By Steve Agbota
The National President, National Council of Managing Directors of Licensed Customs Agents (NCMDLCA), Lucky Amiwero, has said that the new draft bill proposed for the Nigeria Customs Service (NCS) is against global best practice.
Amiwero, who stated this in his 163 pages paper submitted to the House Committee of Customs and Excise on the bill to repeal the Customs and Excise Management Act (CEMA) and made available to Daily Sun, said that Customs cannot be autonomous.
According to him, the bill is designed and personalised for the management of the NCS based on the total removal of the power of the President, ministers and the overriding powers over other Federal Government agencies.
Globally, he said the title of the act is structured by the content based on the application of international convention, which is mostly titled as follows: Customs Act, Trade Act, Customs and Excise Act, Customs Management Act, Customs and Excise Management Act.

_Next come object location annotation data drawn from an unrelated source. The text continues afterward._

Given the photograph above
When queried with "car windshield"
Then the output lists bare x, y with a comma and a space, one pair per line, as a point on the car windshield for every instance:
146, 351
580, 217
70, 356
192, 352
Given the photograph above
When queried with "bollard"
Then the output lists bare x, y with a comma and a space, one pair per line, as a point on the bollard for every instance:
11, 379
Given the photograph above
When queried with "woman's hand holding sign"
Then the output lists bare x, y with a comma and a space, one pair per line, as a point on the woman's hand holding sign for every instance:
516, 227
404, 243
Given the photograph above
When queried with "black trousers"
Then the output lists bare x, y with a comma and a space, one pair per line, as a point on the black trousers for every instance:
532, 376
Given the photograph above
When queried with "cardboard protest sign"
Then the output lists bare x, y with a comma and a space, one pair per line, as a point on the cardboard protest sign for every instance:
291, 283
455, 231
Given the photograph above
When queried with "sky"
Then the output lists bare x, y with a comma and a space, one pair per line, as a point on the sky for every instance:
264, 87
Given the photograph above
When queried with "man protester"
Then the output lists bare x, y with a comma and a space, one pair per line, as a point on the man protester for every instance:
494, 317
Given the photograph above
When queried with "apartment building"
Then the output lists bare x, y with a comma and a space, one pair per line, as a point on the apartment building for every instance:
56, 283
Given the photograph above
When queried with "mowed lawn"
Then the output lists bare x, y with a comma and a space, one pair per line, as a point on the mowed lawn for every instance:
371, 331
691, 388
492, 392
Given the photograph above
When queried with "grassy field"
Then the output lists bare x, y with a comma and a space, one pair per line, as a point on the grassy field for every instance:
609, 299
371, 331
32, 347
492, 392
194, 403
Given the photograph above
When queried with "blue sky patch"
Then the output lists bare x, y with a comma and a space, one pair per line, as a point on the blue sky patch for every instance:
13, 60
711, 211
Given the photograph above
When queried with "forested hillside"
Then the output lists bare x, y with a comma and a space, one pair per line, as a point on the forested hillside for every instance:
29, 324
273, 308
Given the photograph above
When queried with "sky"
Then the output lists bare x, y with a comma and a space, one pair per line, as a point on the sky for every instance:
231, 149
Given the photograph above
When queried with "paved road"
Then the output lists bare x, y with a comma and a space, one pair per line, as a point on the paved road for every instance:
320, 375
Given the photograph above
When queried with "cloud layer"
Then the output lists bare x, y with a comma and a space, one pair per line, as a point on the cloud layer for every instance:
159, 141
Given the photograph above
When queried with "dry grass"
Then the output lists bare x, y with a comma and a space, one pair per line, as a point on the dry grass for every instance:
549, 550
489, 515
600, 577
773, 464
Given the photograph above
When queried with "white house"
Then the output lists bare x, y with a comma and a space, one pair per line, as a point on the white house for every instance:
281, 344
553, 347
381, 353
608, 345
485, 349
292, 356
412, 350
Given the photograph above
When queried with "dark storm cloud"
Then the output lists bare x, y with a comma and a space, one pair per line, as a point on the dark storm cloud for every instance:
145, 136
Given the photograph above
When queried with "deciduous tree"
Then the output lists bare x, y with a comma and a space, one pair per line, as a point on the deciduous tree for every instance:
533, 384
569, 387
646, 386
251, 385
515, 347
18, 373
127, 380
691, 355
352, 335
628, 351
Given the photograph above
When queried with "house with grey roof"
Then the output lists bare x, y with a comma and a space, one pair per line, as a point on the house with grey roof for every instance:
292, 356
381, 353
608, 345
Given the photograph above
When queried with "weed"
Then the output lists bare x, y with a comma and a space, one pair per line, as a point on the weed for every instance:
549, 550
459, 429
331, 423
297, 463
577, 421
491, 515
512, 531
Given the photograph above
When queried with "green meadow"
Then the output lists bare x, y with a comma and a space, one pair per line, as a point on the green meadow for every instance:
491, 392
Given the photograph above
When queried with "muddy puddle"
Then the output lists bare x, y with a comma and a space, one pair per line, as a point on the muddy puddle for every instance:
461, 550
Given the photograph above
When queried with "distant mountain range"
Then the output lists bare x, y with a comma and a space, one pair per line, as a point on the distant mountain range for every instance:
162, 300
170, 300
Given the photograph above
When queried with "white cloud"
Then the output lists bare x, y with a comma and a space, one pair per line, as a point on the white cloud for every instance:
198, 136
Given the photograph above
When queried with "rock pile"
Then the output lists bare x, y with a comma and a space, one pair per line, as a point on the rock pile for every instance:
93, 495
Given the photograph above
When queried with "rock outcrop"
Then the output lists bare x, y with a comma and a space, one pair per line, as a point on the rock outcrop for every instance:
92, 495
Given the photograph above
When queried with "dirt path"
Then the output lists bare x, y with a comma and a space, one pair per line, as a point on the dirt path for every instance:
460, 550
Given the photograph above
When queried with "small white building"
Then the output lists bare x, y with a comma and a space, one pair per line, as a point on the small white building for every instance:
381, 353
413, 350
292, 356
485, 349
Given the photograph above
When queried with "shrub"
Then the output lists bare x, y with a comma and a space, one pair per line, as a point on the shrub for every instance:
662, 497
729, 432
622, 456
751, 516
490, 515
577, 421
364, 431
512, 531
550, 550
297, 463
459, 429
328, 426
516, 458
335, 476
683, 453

Speaking on the Customs and Excise in the Act, he explained that Customs globally stands for import-export in the Act and anything that has to do with importation and exportation, while the excise in the Act stands for manufacturing and the process of collection of excise duty.
On the Management in the Act, he hinted that the management in the act stands for the structure of management and organisation as indicated in the current Customs and Excise Management Act.
“Customs and Excise Management Act C45 of 2004 established and managed by the following structures: President has power for declaration, designation, proclamation and initiation of policies, then Minister is for regulation of policies while Nigeria Customs Service board is for direction of policies and Nigeria Customs Service is for implementation of policies.
“The removal of the President and Minister power to initiate and regulate policy on trade and fiscal policy would constitute serious setbacks to the economy on our multilateral and bilateral trade agreement, especially to our trading partners, which would have far reaching security and Economic implications to the nation,” he added. He said the exclusion in the bill, of the power of the President and Minister, would eventually conferred authority on the Comptroller-General of the Customs Service to approve Import, Export, Excise Duties and the formulation of Trade and Fiscal policy direction.
He said the conflict in the bill with the function of Central Bank of Nigeria (CBN) as the receiver of money on behalf of Federal Government would create serious setback to the Federal Government on revenue control and management.
“The conflict in the bill with the Ministry of Trade and Finance on Trade and Fiscal Policy Formulation and Regulation, will constitute setback to the economy that would not be directed by either the President or Minister,” he stated.